Les services économiques d’intérêt général constituent une composante essentielle du modèle social européen. La Charte des droits fondamentaux et le Traité de Lisbonne les reconnaissent pour la première fois. S’il est nécessaire de développer le marché intérieur et de renforcer la compétitivité extérieure pour garantir la croissance économique, il n’est pas moins indispensable de garantir le bon fonctionnement des services sociaux dans toute l’Union et pour tous ses citoyens. Il faut sauvegarder ces services dans le cadre de l’Union, tout en appliquant les principes de subsidiarité et de respect aux différentes traditions nationales et compétences locales.

Mais il est aussi nécessaire d’élaborer une directive cadre qui sauvegarde les services d’intérêt économique sur le plan européen. Jusqu’à présent, la Commission Barroso n’a pas rempli ce mandat, sous prétexte de sa difficulté. Avec cet argument, on n’aurait pas fait l’Union.

Le Parlement européen a approuvé une directive sur les services publics qui ouvre la voie et le groupe socialiste a élaboré un texte sur les services d’intérêt économique. Celui-ci permet d’introduire une distinction claire entre les services d’intérêt économique et les autres, clarifie les responsabilités entre l’UE et les États membres, consacre l’autonomie des autorités locales et garantit aux citoyens l’exercice de leurs droits avec une haute qualité de service, de transparence et de solidarité. Voilà une belle bataille pour la gauche.

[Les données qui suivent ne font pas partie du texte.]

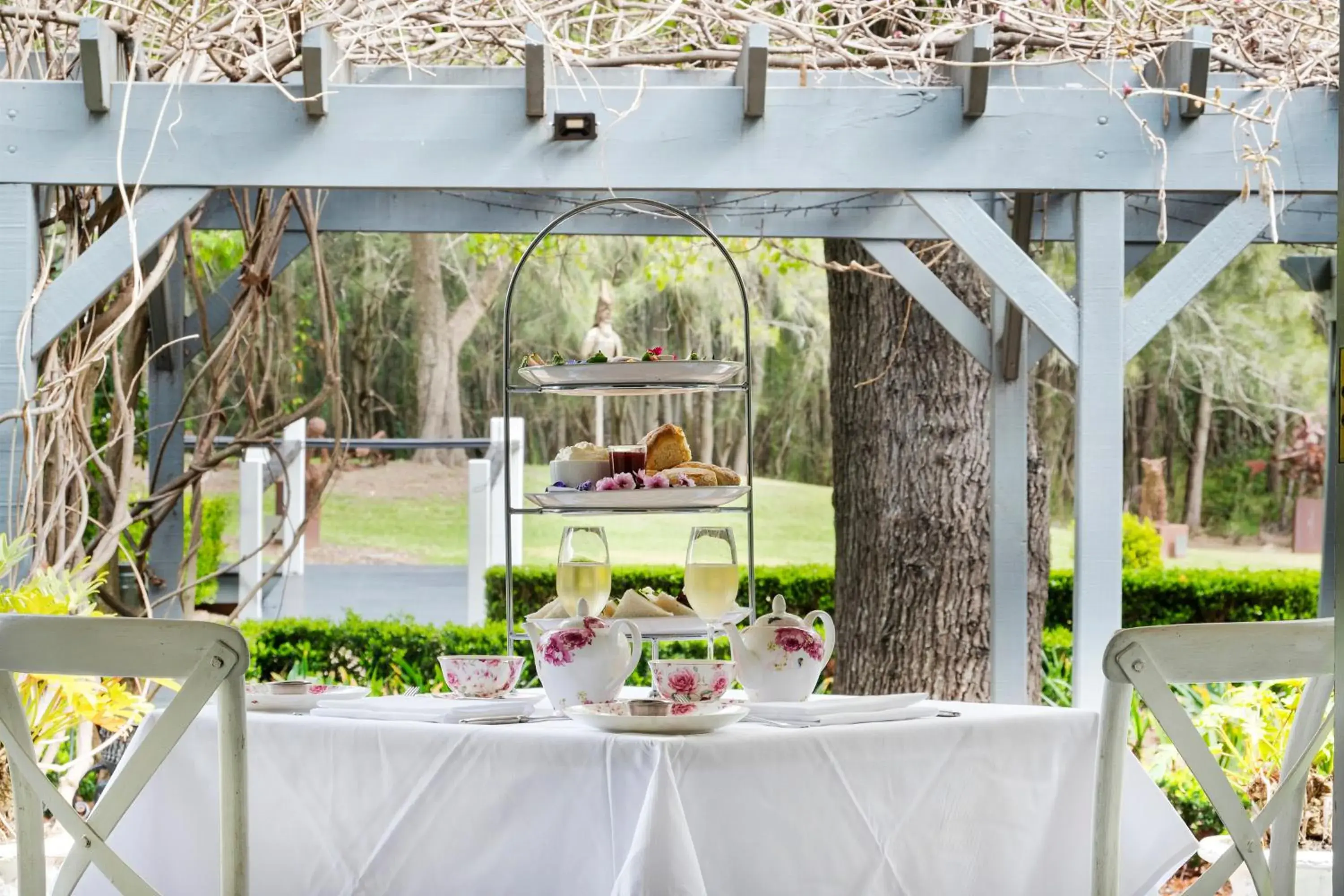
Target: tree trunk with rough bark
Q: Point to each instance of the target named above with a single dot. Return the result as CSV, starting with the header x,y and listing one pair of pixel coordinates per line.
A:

Jean-Luc Bennahmias Député européen, vice-président du Modem

Pomme de discorde, la question des services cristallise à elle seule un nombre considérable d’interrogations qui ne sauraient rester sans réponse. De quoi s’agit-il ? Après plus de cinquante ans de construction européenne, il n’existe pas de directive claire venant définir ce que sont les services d’intérêt général. La faute à qui ? A la Commission, par manque de volonté politique, et aux Etats membres.

A cet égard, l’agenda social européen, remis à jour par la présidence française, élude totalement le sujet. Pour ce qui la concerne, la directive service, votée au Parlement européen suite à la provocatrice proposition du commissaire Bolkestein, ne répond pas de manière suffisante aux inquiétudes.

Et pourtant, l’actualité, du secteur postal notamment, ne manquera pas de revenir comme un boomerang envers ceux qui, en dépit de se vouloir proeuropéen, se refusent à apporter les garanties nécessaires à l’endroit de tous ceux qui pensent que la privatisation ne peut rester l’alpha et l’oméga des politiques, nationales comme européennes.

Pour autant, il convient préalablement d’éviter un écueil largement partagé : non, les services publics à la française ne peuvent s’ériger en modèle de vertu à l’échelle communautaire, notamment lorsque la Poste et EDF, pour ne citer qu’eux, rachètent à tour de bras des sociétés aux quatre coins du monde et enjambent la haie de la sphère privée.

Afin d’éclaircir les zones d’ombres de la directive service, c’est une directive précisant aux citoyens quels sont les droits, les prérogatives et les modes de financements de ces services d’intérêt général qu’il convient d’établir sous le signe du compromis.